Но буквально через день гроза прошла. Анна снова стала приветлива и мила. Она получила главную роль. Причем, благодаря мне. И деньги тут ни причем. Тоскуя в театральном буфете, я неожиданно встретил Войнаровского. Войнаровский, подлец, оказывается, вырос в модного писателя, властителя дум. Его пьесы ставили повсюду. Не читали? Мы выпили за старое. Подошла Анна, я их познакомил. Она долго восторгалась его опусами. Я, шутя, предложил взять Анну на главную роль. Войнаровский без шуток сказал, что обязательно похлопочет об этом. Так и вышло. Анна сияла и рассыпалась в благодарностях. Мы весело проводили время. Правда, все чаще втроем.
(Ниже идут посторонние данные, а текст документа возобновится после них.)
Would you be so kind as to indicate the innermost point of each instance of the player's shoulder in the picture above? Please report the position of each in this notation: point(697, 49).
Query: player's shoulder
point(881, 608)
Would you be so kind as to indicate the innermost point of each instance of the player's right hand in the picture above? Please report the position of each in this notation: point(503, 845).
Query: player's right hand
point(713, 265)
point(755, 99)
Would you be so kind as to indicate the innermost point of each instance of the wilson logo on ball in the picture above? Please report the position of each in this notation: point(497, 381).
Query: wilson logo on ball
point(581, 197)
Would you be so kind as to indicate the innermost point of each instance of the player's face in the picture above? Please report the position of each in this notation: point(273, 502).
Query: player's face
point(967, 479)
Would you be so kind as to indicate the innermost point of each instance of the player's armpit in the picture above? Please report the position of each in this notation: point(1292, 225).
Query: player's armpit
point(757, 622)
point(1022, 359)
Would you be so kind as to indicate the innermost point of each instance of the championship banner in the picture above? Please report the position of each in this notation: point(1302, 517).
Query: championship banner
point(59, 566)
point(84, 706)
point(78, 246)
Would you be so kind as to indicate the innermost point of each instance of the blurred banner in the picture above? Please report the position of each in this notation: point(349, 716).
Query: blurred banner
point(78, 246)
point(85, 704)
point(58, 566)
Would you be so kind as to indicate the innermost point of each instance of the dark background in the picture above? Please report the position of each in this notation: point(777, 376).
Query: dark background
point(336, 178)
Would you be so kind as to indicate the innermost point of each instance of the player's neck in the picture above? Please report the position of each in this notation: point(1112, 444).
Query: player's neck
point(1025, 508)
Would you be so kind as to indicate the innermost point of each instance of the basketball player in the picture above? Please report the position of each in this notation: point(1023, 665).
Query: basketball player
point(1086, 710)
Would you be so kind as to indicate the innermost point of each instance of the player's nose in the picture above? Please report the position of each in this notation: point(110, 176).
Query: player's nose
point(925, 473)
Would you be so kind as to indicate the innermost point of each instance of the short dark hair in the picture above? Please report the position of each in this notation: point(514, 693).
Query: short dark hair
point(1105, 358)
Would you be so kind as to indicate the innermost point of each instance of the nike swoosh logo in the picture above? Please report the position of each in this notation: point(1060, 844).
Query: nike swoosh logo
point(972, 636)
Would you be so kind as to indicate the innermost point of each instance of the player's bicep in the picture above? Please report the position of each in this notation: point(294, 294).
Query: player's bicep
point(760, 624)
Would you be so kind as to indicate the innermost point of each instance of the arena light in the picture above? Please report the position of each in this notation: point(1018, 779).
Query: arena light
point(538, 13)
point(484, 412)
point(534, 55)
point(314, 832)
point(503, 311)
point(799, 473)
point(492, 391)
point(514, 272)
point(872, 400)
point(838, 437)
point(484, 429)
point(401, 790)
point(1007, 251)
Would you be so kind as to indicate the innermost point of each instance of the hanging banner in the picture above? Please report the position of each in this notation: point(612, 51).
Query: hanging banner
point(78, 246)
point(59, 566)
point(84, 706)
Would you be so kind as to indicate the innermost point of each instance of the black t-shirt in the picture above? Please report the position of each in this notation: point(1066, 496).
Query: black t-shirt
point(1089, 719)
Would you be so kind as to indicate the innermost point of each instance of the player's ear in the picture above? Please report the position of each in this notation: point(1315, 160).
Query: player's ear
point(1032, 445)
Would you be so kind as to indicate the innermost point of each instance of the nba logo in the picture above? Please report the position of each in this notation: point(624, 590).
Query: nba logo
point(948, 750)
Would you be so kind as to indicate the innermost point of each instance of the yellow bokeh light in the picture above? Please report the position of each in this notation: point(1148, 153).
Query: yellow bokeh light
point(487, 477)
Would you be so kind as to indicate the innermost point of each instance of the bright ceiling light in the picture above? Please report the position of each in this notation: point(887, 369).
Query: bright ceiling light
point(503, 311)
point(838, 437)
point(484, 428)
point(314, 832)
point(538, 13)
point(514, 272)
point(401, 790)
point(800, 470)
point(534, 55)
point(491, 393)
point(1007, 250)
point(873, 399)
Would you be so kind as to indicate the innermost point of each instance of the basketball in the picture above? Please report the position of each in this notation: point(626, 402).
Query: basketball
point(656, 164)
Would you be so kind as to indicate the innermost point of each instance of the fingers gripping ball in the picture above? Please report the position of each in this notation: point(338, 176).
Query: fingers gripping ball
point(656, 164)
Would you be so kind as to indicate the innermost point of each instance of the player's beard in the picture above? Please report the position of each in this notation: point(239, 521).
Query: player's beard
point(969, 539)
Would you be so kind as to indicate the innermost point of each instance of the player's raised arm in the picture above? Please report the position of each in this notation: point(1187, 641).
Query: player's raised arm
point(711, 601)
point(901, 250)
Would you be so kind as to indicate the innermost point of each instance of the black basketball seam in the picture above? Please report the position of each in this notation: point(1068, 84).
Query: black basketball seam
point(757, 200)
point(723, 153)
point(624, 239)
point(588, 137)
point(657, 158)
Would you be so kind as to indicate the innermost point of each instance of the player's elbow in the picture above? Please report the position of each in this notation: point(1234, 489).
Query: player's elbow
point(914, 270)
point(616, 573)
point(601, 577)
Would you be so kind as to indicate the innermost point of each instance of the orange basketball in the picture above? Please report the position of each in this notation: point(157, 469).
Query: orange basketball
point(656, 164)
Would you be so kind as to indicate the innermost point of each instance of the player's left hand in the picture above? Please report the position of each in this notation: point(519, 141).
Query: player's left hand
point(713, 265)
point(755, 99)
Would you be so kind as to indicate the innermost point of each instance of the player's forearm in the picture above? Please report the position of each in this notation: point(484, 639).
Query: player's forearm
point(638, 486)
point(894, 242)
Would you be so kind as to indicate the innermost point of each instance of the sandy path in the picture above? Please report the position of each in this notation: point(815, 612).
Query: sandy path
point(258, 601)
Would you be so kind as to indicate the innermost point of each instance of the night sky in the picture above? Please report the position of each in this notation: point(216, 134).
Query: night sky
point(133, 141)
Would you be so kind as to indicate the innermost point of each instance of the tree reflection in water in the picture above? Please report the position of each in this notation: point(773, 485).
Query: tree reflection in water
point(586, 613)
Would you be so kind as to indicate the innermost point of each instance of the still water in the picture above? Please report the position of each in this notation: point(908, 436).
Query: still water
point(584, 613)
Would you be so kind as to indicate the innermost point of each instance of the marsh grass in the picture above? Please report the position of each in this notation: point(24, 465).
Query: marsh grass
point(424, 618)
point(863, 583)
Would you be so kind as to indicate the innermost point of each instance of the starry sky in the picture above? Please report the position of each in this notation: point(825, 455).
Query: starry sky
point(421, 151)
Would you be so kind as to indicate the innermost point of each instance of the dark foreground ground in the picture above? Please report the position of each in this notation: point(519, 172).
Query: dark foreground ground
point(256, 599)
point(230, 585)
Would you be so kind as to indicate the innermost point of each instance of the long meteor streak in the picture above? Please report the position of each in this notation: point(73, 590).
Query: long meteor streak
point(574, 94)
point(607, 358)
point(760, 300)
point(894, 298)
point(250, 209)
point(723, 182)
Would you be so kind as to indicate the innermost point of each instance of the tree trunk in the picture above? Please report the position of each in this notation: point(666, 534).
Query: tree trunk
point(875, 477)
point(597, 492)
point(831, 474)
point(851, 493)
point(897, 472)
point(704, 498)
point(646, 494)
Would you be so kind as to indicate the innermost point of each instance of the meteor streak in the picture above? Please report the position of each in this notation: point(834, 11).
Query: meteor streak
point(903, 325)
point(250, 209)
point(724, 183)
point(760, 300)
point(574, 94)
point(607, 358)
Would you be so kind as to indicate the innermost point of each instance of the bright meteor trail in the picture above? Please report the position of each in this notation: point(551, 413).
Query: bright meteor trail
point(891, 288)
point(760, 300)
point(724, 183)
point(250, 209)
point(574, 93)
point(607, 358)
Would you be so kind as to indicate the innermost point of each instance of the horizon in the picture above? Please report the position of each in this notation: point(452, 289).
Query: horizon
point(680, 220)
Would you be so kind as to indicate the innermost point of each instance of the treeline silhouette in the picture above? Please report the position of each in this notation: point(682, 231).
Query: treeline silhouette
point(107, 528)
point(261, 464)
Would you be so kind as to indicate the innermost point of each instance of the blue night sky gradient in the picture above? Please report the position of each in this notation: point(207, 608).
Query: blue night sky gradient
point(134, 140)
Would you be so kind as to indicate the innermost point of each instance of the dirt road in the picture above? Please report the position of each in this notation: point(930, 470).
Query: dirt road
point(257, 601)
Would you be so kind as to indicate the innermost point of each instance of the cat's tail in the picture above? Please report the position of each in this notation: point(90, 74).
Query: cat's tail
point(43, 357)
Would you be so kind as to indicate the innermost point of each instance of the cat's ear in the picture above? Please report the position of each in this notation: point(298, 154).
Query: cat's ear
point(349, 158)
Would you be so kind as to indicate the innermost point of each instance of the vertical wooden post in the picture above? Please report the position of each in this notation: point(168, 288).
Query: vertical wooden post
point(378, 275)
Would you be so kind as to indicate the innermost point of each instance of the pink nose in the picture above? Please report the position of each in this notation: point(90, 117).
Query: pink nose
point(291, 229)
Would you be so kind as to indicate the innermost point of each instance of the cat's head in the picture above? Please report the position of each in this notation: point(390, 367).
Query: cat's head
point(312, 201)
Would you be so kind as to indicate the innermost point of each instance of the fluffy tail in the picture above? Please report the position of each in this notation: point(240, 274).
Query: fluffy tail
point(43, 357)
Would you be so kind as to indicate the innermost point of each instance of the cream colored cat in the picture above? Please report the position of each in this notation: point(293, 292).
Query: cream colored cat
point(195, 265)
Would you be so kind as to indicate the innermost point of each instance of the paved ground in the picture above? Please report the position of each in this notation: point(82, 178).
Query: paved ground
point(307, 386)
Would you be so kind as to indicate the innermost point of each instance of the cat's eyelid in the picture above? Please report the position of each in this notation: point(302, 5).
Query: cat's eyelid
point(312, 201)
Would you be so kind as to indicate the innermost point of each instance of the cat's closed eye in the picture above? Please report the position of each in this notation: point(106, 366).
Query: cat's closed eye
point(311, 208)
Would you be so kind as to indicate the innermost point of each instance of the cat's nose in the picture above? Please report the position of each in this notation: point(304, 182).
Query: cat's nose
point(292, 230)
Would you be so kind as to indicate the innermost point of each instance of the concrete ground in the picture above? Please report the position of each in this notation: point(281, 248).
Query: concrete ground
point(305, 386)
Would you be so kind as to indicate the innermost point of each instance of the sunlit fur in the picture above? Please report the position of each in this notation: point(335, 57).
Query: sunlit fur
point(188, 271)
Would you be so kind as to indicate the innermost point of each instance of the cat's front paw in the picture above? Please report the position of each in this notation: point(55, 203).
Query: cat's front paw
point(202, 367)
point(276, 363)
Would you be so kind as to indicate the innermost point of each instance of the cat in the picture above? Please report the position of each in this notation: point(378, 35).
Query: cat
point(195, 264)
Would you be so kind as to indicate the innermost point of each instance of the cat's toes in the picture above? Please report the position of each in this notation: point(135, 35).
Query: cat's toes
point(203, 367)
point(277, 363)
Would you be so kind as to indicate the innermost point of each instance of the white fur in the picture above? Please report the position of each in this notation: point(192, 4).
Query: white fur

Из-за нововведений доходы от фабрики упали, меньше денег стало поступать и ко мне. Это нарушило какие-то планы Анны. Начались первые размолвки. Семья вскоре взяла реванш: от меня потребовали участия в делах. «Раз ты такой умный, что вмешиваешься в работу фабрики, то будь добр взять на себя и часть забот». Из-за свалившихся дел на фабрике ездить в столицу получалось все реже. Я весь извелся от тоски и, честно говоря, от ревности. В конце концов, дебют на поприще семейного бизнеса обернулся фиаско. Я постоянно что-то путал, ссорился со своими дядьками. Они считали, что из за меня рабочие распустились. Инженеры надо мной высокомерно смеялись, мастеровые обворовывали и обсчитывали, рабочие филонили. Больница стала способом избежать работы. И никто не был мне благодарен за мои реформы. В конце концов, я придумал решение: уехать в Вену и взять с собой Анну. Маман я заявил, что еду изучать передовой иностранный опыт, а заодно и подлечиться. Анне отправил страстную телеграмму. И вот я здесь.


13

Повисла пауза. Моя история уперлась в то, о чем рассказывать нельзя. Легкая грусть охватила меня. Как там Анна декламировала: «стучатся опавшие годы, как листья…» Хороший поэт. Как бишь его? Что-то с кухней связано. Надо спросить. В тишине доктор пару раз чмокнул сигарой. Я поймал себя на мысли: а ведь мне полегчало. Тут доктор вскочил и запричитал, что мы заболтались, что сейчас давно должен быть сеанс другого пациента. Я рассыпался в благодарностях, всучил заранее подготовленный конверт с деньгами и вышел из кабинета. В прихожей сидела молодая особа под вуалью. Пока я старательно приспосабливал шляпу на голове, особа усиленно смотрела в другую сторону. Заметив, что я за ней наблюдаю в зеркало, она стала нервно отряхивать и поправлять юбку, показывая белые шелковые чулки. Дверь в кабинет открылась, и девушка поспешила к доктору.